Research of Indian Stock Market

Wednesday, September 28, 2011

Anil’s big plan: from stake sale to Reliance Bank


ANIL Ambani is a dedicated marathon runner. That skill was in full display today as he moved from one annual general meeting to another— four in all — from early morning to the evening.
In the process, the chairman of R-ADAG, now known as Reliance Group, spelled out his detailed blueprint for each of his group companies: Reliance Capital, Reliance Communications, Reliance Power and Reliance Infrastructure. The game plan involves setting up a bank (to be called ‘Reliance Bank’), increasing promoter holding in RCom and stake sale in the telecommunications, asset management and general insurance businesses.
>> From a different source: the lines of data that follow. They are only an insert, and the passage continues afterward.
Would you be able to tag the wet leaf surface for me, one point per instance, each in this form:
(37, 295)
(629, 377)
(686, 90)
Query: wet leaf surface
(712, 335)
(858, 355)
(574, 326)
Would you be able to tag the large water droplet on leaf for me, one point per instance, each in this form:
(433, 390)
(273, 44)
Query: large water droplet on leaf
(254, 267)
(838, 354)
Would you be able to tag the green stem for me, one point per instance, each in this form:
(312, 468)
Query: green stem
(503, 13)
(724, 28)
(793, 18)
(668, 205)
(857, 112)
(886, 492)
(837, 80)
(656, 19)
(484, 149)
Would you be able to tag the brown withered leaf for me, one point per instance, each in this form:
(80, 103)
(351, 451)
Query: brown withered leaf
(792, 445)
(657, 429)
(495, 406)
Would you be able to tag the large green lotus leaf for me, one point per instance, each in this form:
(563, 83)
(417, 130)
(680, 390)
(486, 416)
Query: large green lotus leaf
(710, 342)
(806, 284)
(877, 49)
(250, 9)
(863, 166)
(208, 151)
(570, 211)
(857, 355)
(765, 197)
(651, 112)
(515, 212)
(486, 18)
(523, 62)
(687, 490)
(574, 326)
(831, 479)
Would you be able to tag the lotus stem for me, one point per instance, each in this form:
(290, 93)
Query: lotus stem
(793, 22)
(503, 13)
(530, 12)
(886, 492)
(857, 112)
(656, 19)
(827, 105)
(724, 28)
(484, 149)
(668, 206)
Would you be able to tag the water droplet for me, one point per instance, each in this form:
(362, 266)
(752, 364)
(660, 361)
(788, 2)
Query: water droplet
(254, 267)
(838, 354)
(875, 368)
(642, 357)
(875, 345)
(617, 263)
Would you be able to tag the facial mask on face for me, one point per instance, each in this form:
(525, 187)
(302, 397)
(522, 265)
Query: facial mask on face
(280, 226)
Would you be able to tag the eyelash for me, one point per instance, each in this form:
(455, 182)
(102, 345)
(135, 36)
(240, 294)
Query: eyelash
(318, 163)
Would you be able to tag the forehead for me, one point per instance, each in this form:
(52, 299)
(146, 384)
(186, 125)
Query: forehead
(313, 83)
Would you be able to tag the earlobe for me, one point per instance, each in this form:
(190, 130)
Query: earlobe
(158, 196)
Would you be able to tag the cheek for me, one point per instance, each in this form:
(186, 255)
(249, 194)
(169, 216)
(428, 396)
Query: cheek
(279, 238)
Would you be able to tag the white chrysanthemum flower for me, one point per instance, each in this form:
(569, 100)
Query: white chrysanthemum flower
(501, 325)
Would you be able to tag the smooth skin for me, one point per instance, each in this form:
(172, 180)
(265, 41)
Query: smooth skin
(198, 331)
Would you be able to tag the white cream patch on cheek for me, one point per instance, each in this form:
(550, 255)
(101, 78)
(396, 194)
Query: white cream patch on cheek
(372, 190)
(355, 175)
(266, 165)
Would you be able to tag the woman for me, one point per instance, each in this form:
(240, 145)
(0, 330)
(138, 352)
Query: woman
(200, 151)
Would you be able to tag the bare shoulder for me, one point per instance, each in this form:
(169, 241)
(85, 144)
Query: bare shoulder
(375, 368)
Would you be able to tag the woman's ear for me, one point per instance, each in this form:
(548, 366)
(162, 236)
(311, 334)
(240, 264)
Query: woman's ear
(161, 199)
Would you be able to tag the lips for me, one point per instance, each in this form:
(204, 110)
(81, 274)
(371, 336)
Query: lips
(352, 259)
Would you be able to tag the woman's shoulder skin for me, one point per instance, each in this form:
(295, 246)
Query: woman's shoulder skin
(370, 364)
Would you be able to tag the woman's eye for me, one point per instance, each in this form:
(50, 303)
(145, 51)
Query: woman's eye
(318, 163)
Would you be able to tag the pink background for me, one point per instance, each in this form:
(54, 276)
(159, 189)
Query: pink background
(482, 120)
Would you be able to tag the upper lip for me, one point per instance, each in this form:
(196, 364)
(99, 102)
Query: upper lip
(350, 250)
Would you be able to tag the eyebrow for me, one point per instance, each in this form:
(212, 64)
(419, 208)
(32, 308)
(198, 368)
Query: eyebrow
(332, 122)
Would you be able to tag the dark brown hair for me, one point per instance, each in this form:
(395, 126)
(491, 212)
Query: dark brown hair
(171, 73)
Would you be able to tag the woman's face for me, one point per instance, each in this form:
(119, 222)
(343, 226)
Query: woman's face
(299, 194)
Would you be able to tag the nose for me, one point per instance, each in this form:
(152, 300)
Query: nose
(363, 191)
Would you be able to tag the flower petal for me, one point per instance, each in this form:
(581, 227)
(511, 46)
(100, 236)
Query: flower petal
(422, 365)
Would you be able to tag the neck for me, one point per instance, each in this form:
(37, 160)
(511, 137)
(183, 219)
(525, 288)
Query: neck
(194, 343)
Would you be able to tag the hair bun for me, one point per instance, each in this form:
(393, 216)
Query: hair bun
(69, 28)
Investors did respond to Ambani’s grand plan, sending the entire R-ADAG pack in the green — from 1.5 per cent to four per cent. The stake sale plans tie in well with the group’s search for funds to pare debt, which has been weighing on its performance. RCom is in advanced talks with many investors to sell a stake in telecom tower firm Reliance Infratel. The company has been looking to raise funds via stake sales for more than a year but hasn’t been successful so far, and as of March 31, 2011, it had debt of `32,000 crore.

The group has, of late, been embroiled in the 2G spectrum allocation controversy. Three of its executives are still in jail in connection with that. Ambani said the possible Reliance Infratel transaction could be India’s largest private-equity deal ever. “I am sure that we will be able to move forward expeditiously,” he said. The largest PE deal in India so far involved a clutch of investors buying astake in Bharti Infratel, the tower arm of Bharti Airtel, for about $1 billion in December 2007.
Value unlocking was a recurring theme. Reliance Capital, Ambani said, was in discussions with Japan’s Nippon Life for a similar deal in Reliance Mutual Fund. Reliance Capital raised `3,062 crore recently by selling 26 per cent in Reliance Life Insurance to Nippon Life earlier this year.